Depending on how Congress and state governments respond, a reversal of Roe may not be as unpopular as recent polls suggest.

Another source of confusion is Roe’s differing definitions of abortion rights over the three trimesters of a pregnancy. In the first trimester, Roe does not allow any restrictions on abortion, and in the third, any restriction is allowed, including a total ban as long as it includes exceptions for the life and health of the mother. But what kind of regulations are permissible in the second trimester is a question that has tied up the court for decades. In practice, under the Roe and Casey precedents, any substantive regulation that restricts access to abortion has been met with a near-instant legal challenge, with its ultimate resolution depending on the Supreme Court. This is all hard to poll about because no one, including the Supreme Court justices, can reliably agree on what Roe and Casey do mean, much less what they should mean.

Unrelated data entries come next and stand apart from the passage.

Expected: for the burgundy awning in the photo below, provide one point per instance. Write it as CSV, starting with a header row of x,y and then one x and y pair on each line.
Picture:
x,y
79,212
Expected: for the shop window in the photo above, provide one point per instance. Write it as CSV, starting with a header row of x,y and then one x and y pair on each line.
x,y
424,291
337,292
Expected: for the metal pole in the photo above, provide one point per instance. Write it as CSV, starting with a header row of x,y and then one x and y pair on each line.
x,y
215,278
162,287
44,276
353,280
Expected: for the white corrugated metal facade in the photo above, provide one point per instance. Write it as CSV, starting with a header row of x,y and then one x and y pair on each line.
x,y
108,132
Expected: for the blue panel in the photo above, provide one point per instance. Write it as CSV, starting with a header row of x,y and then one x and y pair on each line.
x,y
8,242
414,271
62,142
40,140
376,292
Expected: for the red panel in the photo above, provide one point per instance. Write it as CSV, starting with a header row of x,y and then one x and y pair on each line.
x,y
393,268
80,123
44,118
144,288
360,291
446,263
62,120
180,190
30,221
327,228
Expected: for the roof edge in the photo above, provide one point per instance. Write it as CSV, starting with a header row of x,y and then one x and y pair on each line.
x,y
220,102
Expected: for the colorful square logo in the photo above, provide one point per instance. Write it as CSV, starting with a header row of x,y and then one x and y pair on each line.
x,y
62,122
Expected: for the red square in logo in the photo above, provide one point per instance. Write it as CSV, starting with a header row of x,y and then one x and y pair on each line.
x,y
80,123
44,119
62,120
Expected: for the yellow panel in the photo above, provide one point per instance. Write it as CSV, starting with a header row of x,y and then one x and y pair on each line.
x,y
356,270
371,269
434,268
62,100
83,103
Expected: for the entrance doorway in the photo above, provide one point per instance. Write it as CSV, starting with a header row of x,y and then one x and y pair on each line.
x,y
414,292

But it is significant that polls have consistently found that a majority of Americans favor tougher restrictions, or a total prohibition, on abortions in the second trimester of a pregnancy as opposed to the first trimester (as is the case in most of Western Europe), even when the same pollster finds majority support for Roe.

For example, a Gallup poll in 2018 found that 64 percent of U.S. adults were opposed to a reversal of Roe, but in another Gallup poll that same year, 65 percent said that abortions should “generally” be illegal after the first three months of a pregnancy. And in an AP-NORC poll conducted last year, 56 percent of U.S. adults said abortion should be legal in “all” or “most” cases, but 65 percent said that “all” or “most” abortions should be illegal in the second trimester. (Only 38 percent said most abortions should be illegal in the first trimester.) Agreement with the statement that abortion should be legal in “most” cases is commonly used to categorize people as “pro-choice,” but as the AP-NORC poll suggests, it can obscure disagreements with the legal standards set up by Roe.

When it comes to public opinion polls, as FiveThirtyEight’s Amelia Thomson-DeVeaux tweeted, “Support for Roe is a vague proxy for the idea that abortion should be available to some people, sometimes.” Depending on how Congress and state governments respond, a reversal of Roe may not be as unpopular as recent polls suggest.